Radical Reel: 40 Years of Moving Image

28 Sep 2021-2 Jan 2022

Leeds Art Gallery
Leeds LS1 3AA

Overview

Radical Reel is an exhibition and season of screenings celebrating 40 years of artist’s film and video works from Leeds collection. Drawing connections between cinema, performance, television and the internet, Radical Reel traces the revolutionary development of the art form through rapid technological and social change.

The displays on the ground floor feature a group of celebrated artists whose work explores social themes and urban issues. Kickstarting a changing roster of films in the White Gallery, Rosalind Nashashibi’s Hreash House 2004 is an intimate portrayal of an extended family in Nazareth, Israel. Shot over 24-hours during a period of political and social turmoil, the camera’s focus on the mundane aspects of the family’s everyday life invites us into their world of enclosure and confinement, prompting us to consider the ways we interact with our environment as well as with each other.

On show in the Lyons Gallery are the earliest video works to enter the collection, displayed alongside more recent acquisitions. These cover topics ranging from aging, death, loss and the women’s movement.

Radical Reel culminates with the gallery’s most recent acquisition, Harold Offeh’s Reading the Realness (2020 – ongoing). Here, the artist has worked closely with members of the Youth Collective and its forum for older communities Meet and Make to create a performance based on scripts from popular television and radio chat shows. Together, these works explore how we can strengthen bonds and connections between people, in times where communities have found themselves increasingly fractured and isolated.

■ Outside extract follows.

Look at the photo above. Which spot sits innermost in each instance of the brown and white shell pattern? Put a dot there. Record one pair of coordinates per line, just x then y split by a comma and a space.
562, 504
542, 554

The White Gallery programme:

28 September – 17 October

Rosalind Nashashibi, Hreash House, 2004.

19 October – 14 November

Mark Wallinger, Threshold to the Kingdom, 2000.

16 November – 12 December

Bruce McLean, I Want my Crown, 2013.

14 Dec – 2 January

Mariele Neudecker, Winterreise, 2003.

Radical Reel has a life beyond the gallery including a series of city-wide screenings, interventions and community led initiatives exploring these works through the lens of today. We’ll be posting details of forthcoming screenings and supporting events soon.